La difesa delle conquiste dei lavoratori divide sempre più nettamente le forze politiche in tre gruppi. Chi è per l’abolizione o la riduzione (il fronte che va dal PDS fino ad AN). Chi vorrebbe salvare e magari anche ampliare le conquiste dei lavoratori, ma vuole anche mantenere il dominio dei capitalisti o, almeno, non fa nulla per eliminarlo (uno schieramento che comprende il PRC e i gruppi economicisti). Chi è per una difesa conseguente delle conquiste dei lavoratori quindi per la ricostruzione del partito comunista e per il socialismo. Infatti la difesa delle conquiste dei lavoratori, la difesa dei posti di lavoro esistenti e la conquista di nuovi, la conquista del diritto a vivere e a godere dei frutti del proprio lavoro possono affermarsi stabilmente solo se si ha il coraggio e la forza di trasformare il mondo di oggi, di buttare a mare l’attuale classe dominante e instaurare l’ordinamento per il quale si sono già battute generazioni di lavoratori, il socialismo.

 

6. L’onorevole Cito si è già distinto alla testa di contadini e agrari della zona di Battipaglia cui il governo Prodi (erede della patata bollente lasciatagli dai predecessori) vuole estorcere contributi arretrati. L’ex senatore Mensorio di Nola ha avuto il torto di suicidarsi o di lasciarsi suicidare: in caso contrario non gli sarebbero mancati appoggi.

 

7. È esemplare e attuale (all’inizio di settembre ’96) il caso dell’Olivetti. Di ristrutturazione in ristrutturazione sta arrivando alla liquidazione con le conseguenze immaginabili su decine di migliaia di famiglie. Dal canto suo invece l’ing.
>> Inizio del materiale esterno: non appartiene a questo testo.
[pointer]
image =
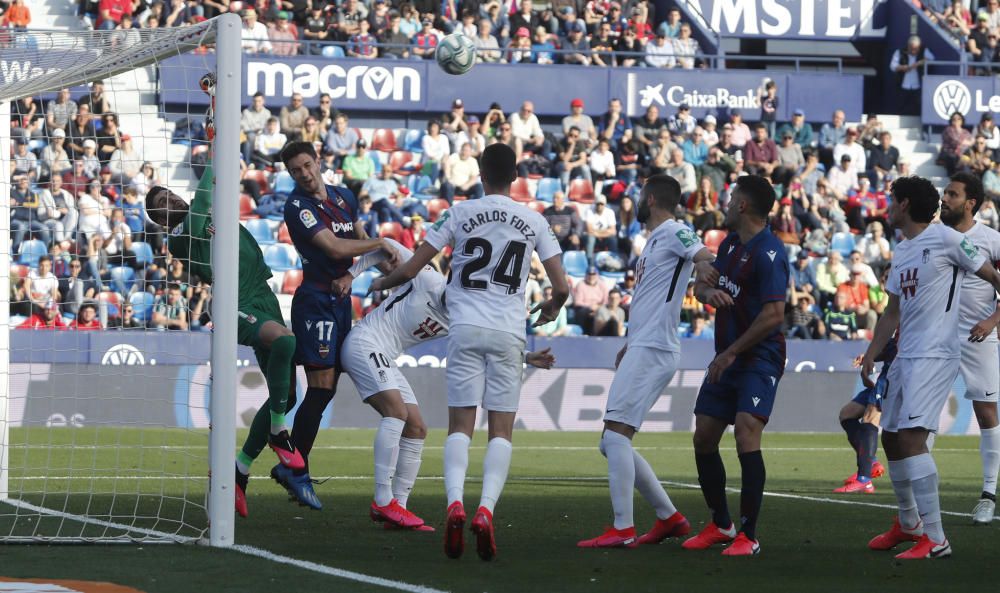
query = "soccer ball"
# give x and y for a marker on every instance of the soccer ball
(456, 54)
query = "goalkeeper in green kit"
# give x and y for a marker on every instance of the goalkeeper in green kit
(260, 322)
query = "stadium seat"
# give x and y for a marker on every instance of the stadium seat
(435, 207)
(519, 190)
(384, 139)
(30, 251)
(843, 242)
(713, 238)
(392, 230)
(291, 281)
(142, 305)
(412, 141)
(333, 51)
(247, 207)
(359, 287)
(547, 188)
(581, 190)
(283, 183)
(261, 231)
(143, 253)
(281, 257)
(402, 163)
(575, 263)
(283, 235)
(122, 279)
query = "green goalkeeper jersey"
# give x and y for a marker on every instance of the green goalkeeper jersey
(192, 241)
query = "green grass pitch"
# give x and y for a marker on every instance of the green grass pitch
(556, 495)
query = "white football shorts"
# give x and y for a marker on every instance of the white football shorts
(484, 368)
(980, 369)
(641, 377)
(918, 390)
(371, 368)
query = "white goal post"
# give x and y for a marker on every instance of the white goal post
(103, 476)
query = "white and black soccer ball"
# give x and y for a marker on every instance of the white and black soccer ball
(456, 54)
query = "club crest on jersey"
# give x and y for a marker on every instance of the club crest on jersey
(908, 282)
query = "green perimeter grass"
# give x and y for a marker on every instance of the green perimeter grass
(554, 497)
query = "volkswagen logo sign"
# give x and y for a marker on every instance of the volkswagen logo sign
(951, 96)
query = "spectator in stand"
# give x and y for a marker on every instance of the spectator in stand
(576, 46)
(60, 111)
(293, 118)
(255, 37)
(908, 64)
(170, 311)
(687, 49)
(487, 47)
(610, 318)
(761, 154)
(630, 49)
(660, 52)
(564, 222)
(851, 146)
(363, 44)
(358, 167)
(588, 296)
(461, 175)
(955, 140)
(801, 131)
(47, 318)
(341, 139)
(572, 161)
(268, 145)
(602, 227)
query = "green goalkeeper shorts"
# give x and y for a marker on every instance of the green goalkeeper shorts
(254, 311)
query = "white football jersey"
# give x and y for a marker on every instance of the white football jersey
(979, 298)
(662, 275)
(413, 313)
(492, 240)
(927, 276)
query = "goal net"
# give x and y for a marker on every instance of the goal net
(117, 384)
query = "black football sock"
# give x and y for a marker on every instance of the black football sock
(752, 492)
(868, 445)
(307, 419)
(712, 477)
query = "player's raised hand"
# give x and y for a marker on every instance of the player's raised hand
(543, 359)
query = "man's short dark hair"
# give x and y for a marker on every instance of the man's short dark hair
(973, 188)
(758, 193)
(294, 149)
(923, 198)
(666, 191)
(498, 165)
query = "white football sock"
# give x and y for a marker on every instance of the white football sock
(924, 481)
(386, 453)
(650, 488)
(908, 515)
(989, 450)
(496, 464)
(407, 468)
(621, 476)
(456, 462)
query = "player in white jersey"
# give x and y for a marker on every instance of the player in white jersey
(646, 363)
(980, 365)
(414, 313)
(925, 288)
(492, 240)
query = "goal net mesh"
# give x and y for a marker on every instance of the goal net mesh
(106, 338)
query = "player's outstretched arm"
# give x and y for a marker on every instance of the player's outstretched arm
(408, 271)
(884, 330)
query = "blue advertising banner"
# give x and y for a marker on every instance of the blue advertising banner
(419, 86)
(822, 20)
(972, 96)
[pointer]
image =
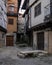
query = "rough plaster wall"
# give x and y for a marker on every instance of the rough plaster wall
(50, 42)
(46, 40)
(34, 40)
(39, 19)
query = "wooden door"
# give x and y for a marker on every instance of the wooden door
(40, 41)
(9, 41)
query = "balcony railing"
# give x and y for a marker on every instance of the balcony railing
(48, 12)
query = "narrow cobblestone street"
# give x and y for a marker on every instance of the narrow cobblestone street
(8, 56)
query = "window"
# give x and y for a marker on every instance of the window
(37, 10)
(10, 21)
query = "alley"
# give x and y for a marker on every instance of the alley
(8, 56)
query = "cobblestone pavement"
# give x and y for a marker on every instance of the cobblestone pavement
(8, 56)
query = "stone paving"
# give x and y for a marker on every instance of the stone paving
(8, 56)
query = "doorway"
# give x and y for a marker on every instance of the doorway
(9, 40)
(40, 41)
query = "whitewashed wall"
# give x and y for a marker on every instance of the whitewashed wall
(40, 18)
(3, 16)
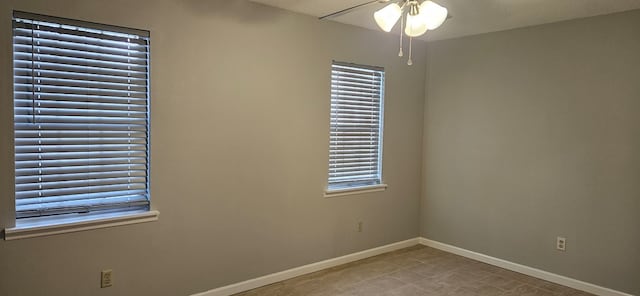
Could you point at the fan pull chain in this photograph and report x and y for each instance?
(400, 54)
(410, 61)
De Benedetti ha messo a segno un colpo quale non è mai riuscito né a Riina né a Berlusconi e di fronte al quale quello giocato dallo stesso De Benedetti al Banco Ambrosiano di Calvi è poca cosa (ma le operazioni di De Benedetti non sono “economia malavitosa”!). Alla fine del 1995 ha venduto, con un aumento di capitale guarda caso autorizzato dal Ministero del Tesoro (Dini), circa 2 miliardi di azioni Olivetti a 1.000 - 1.200 lire l’una, rastrellando 2.207 miliardi di lire (nel 1993 aveva rastrellato altri 950 miliardi, con la compiacenza del governo Ciampi che autorizzò l’operazione oltre che assegnargli il settore dei telefonini). Ora se vuole ricompera quelle azioni a 500 - 600 lire l’una, ma forse ha già altri affari in testa! Sembra che gli acquirenti del grosso delle azioni Olivetti (e quindi i principali derubati) siano stati Fondi Pensioni domiciliati a Londra, cioè società finanziarie con cui i capitalisti rastrellano e usano come capitale finanziario i risparmi conferiti da lavoratori in attesa di pensioni integrative. È un serio insegnamento sulla sorte che attende i risparmi dei lavoratori italiani che lo stesso Dini, con il taglio del sistema pensionistico, ha spinto verso la pensione integrativa! Forse al confronto anche gli sprechi e le ruberie dell’INPS appariranno poca cosa. Certamente quello di De Benedetti è stato un buon lavoro per aumentare presso gli investitori esteri la fiducia nell’“azienda Italia” per la quale gli stessi governi, protettori e soci di De Benedetti, chiedono sacrifici ai lavoratori. Chiaro perché a De Benedetti non andava bene il concorrente Berlusconi installato a Palazzo Chigi?

 

8. A proposito del carattere soggettivo assunto dal denaro nell’ambito del capitalismo monopolistico di Stato, con la costituzione di un sistema monetario mondiale su base fiduciaria, si veda Rapporti Sociali n. 4, pag. 22 e 23.